Мысли о смерти меняют жизнь. Все эти события не ввергли меня в скорбь и, уж конечно, не заставили плакать. Они разбудили во мне желание сделать что-то правильное, нужное, необходимое, имеющее отношение к тем останкам, которые я видела на сколоченных наспех столах, к тому мужчине, который предпочел бы погибнуть вместе со своей семьей, к той матери, которая жила в джунглях со своим ребенком, потому что родные не хотели больше жить рядом с ней… После этого дело Бараягвизы стало казаться мне еще более важным.
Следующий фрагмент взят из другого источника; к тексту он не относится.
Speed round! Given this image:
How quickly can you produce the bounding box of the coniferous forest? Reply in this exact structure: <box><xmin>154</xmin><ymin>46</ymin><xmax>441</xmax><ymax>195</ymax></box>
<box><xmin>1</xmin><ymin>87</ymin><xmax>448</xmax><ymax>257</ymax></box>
Две недели мы готовились к слушанию в апелляционной палате. За это время я лучше познакомилась с теми, кто работал в моей команде. Во время одного из разговоров мне показалось, что даже солнце застыло в африканском небе. Один из адвокатов снова и снова излагал нам свою точку зрения в поддержку пересмотра дела Бараягвизы. Я не могла понять его доводов. Я не понимала, с чего он начал и к чему ведет. Но я понимала, что если позволить ему излагать наши аргументы подобным образом, апелляционная палата ни за что не пересмотрит свое решение. Беседа продолжалась дольше часа, пока, наконец, я не вышла из себя и не пробормотала «Ма tete est plein[14]» и «basta». Я поблагодарила адвоката за его вклад в общее дело. В системе ООН невозможно просто уволить человека, так как это действие породит массу жалоб и документов, и ты, в конце концов, проиграешь. Но можно поручить ему менее ответственную работу и тем самым снизить наносимый им ущерб. Я обратилась к другому юристу и предложила ему заняться этим делом, но он отказался. Он просто боялся предстать перед судом с аргументами, к которым могут не прислушаться. В конце концов, я обратилась к Норманну Фарреллу, бывшему консулу Международного комитета Красного Креста в Женеве. «Вам предстоит оспаривать юридические решения», — сказала я. Фаррелл был канадцем из Онтарио, специалистом по системе континентального права. Он не представлял, что ему можно поручить нечто подобное.
Я его почти не знала, но видела, как он выступал на наших совещаниях. Мне было ясно, что он — один из лучших юристов в нашей службе.
Проблема, с которой мы столкнулись перед слушаниями по делу Бараягвизы, заключалась в том, как убедить судей соблюсти баланс между двумя доминирующими в западном мире системами правосудия: системой англо-саксонского права, с которой судья Макдональд имел дело в Соединенных Штатах, и системой континентального права, принятой в Европе. В новых институтах международного правосудия эти две системы постоянно вступали в конфликт. В системе англо-саксонского права, если суд выявляет вопиющие нарушения прав обвиняемого, он может вынести именно то постановление, которое и вынес судья Макдональд: приостановить процедуру и закрыть дело без сохранения права на предъявление иска по тому же основанию. В системе континентального права суд разбирает нарушения прав обвиняемого только после рассмотрения самого дела. Если Бараягвиза будет признан виновным, суд может облегчить его приговор. Если же его оправдают, возможно, будет вынесено решение о материальной компенсации.